Les chercheurs ont cultivé une couche 2D de neurones humains dans une boîte de laboratoire et ils ont gratté les cellules à l’aide d’une fine tige métallique pour créer une « blessure » dépourvue de cellules. Ils ont placé un essaim d’Anthrobots dans la boîte et les ont observés se déplacer à la surface des neurones. Les robots ont encouragé une nouvelle croissance, comblant le vide causé par la blessure et créant un pont de neurones aussi épais que les cellules saines. Les neurones n’ont pas poussé dans la plaie où les Anthrobots étaient absents.
Les cellules de la peau trachéale humaine s’auto-assemblent en organoïdes multicellulaires et mobiles appelés Anthrobots. (Gizem Gumuskaya/ Université Tufts)
Selon Michael Levin, de l’université Tufts et coauteur de l’étude :
Les assemblages cellulaires que nous construisons en laboratoire peuvent avoir des capacités qui vont au-delà de ce qu’ils font dans le corps. Il est fascinant et tout à fait inattendu que des cellules trachéales normales de patients, sans modification de leur ADN, puissent se déplacer d’elles-mêmes et favoriser la croissance des neurones dans une région endommagée. Nous cherchons maintenant à comprendre comment fonctionne le mécanisme de guérison et à savoir ce que ces constructions peuvent faire d’autre.

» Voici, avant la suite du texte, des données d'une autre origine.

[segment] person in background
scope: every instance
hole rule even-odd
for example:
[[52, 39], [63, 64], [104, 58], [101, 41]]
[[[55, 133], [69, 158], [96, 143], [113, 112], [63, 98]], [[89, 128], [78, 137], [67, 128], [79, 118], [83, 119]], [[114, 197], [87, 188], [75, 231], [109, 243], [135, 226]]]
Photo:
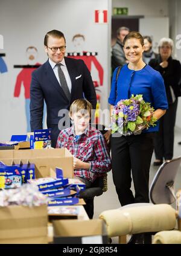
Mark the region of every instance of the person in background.
[[45, 100], [47, 127], [51, 129], [52, 147], [55, 147], [60, 130], [70, 126], [68, 110], [71, 103], [84, 97], [96, 109], [97, 98], [84, 62], [65, 57], [66, 40], [63, 33], [56, 30], [48, 32], [44, 46], [48, 59], [32, 73], [30, 124], [32, 132], [42, 129]]
[[151, 59], [156, 59], [158, 56], [152, 50], [152, 40], [150, 36], [144, 36], [145, 50], [143, 53], [143, 60], [146, 64], [148, 64]]
[[129, 33], [129, 28], [126, 27], [121, 27], [117, 30], [117, 40], [112, 48], [112, 70], [114, 70], [118, 66], [123, 66], [126, 62], [127, 59], [125, 57], [123, 50], [123, 40], [125, 36]]
[[[116, 81], [117, 68], [113, 75], [109, 98], [111, 109], [118, 101], [130, 98], [132, 94], [142, 94], [145, 102], [154, 109], [154, 117], [159, 120], [168, 107], [163, 78], [159, 72], [146, 65], [142, 59], [144, 39], [138, 32], [130, 32], [124, 39], [124, 51], [129, 64], [124, 65]], [[153, 152], [153, 137], [159, 122], [140, 135], [110, 137], [113, 182], [121, 206], [149, 202], [149, 171]], [[131, 172], [135, 194], [130, 190]], [[140, 237], [139, 237], [140, 238]], [[136, 243], [133, 236], [131, 243]], [[144, 237], [139, 243], [143, 242]]]
[[[89, 126], [92, 109], [91, 104], [84, 99], [72, 103], [69, 115], [73, 125], [60, 132], [56, 146], [66, 147], [74, 156], [74, 176], [82, 180], [86, 188], [111, 169], [106, 140], [99, 130]], [[94, 198], [85, 201], [85, 210], [92, 219]]]
[[168, 103], [168, 109], [161, 118], [159, 132], [154, 136], [156, 160], [154, 165], [160, 165], [164, 159], [169, 161], [173, 157], [179, 82], [181, 77], [180, 62], [171, 57], [173, 46], [173, 41], [170, 38], [161, 39], [159, 43], [158, 58], [152, 59], [149, 62], [149, 65], [159, 71], [164, 80]]

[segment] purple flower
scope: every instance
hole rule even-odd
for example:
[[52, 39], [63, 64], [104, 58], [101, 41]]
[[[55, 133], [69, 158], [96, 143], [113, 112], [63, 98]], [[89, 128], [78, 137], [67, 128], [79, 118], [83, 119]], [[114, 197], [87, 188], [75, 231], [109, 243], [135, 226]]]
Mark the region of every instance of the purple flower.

Les anthrobots s’auto-assemblent et peuvent facilement être produits par milliers, ce qui en fait une bonne plateforme pour la conception et le développement de nouveaux outils thérapeutiques. (Gizem Gumuskaya/ Université Tufts)
L’utilisation de cellules humaines présente l’avantage de pouvoir construire des robots à partir des propres cellules d’un patient afin d’effectuer un travail thérapeutique sans déclencher de réaction immunitaire ni nécessiter de médicaments immunosuppresseurs.
Le développement ultérieur des robots pourrait conduire à d’autres applications, comme l’élimination de la plaque dans les artères, la réparation de la moelle épinière ou des nerfs rétiniens endommagés, la reconnaissance des bactéries ou des cellules cancéreuses, ou l’administration de médicaments à des tissus ciblés. En théorie, les anthrobots pourraient contribuer à la cicatrisation des tissus tout en délivrant des médicaments.
L’étude publiée dans Advanced Science : Motile Living Biobots Self-Construct from Adult Human Somatic Progenitor Seed Cells, présentée sur le site de l’Université Tufts : Scientists Build Tiny Biological Robots from Human Cells et du Wyss Institute : Scientists build tiny biological robots from human cells.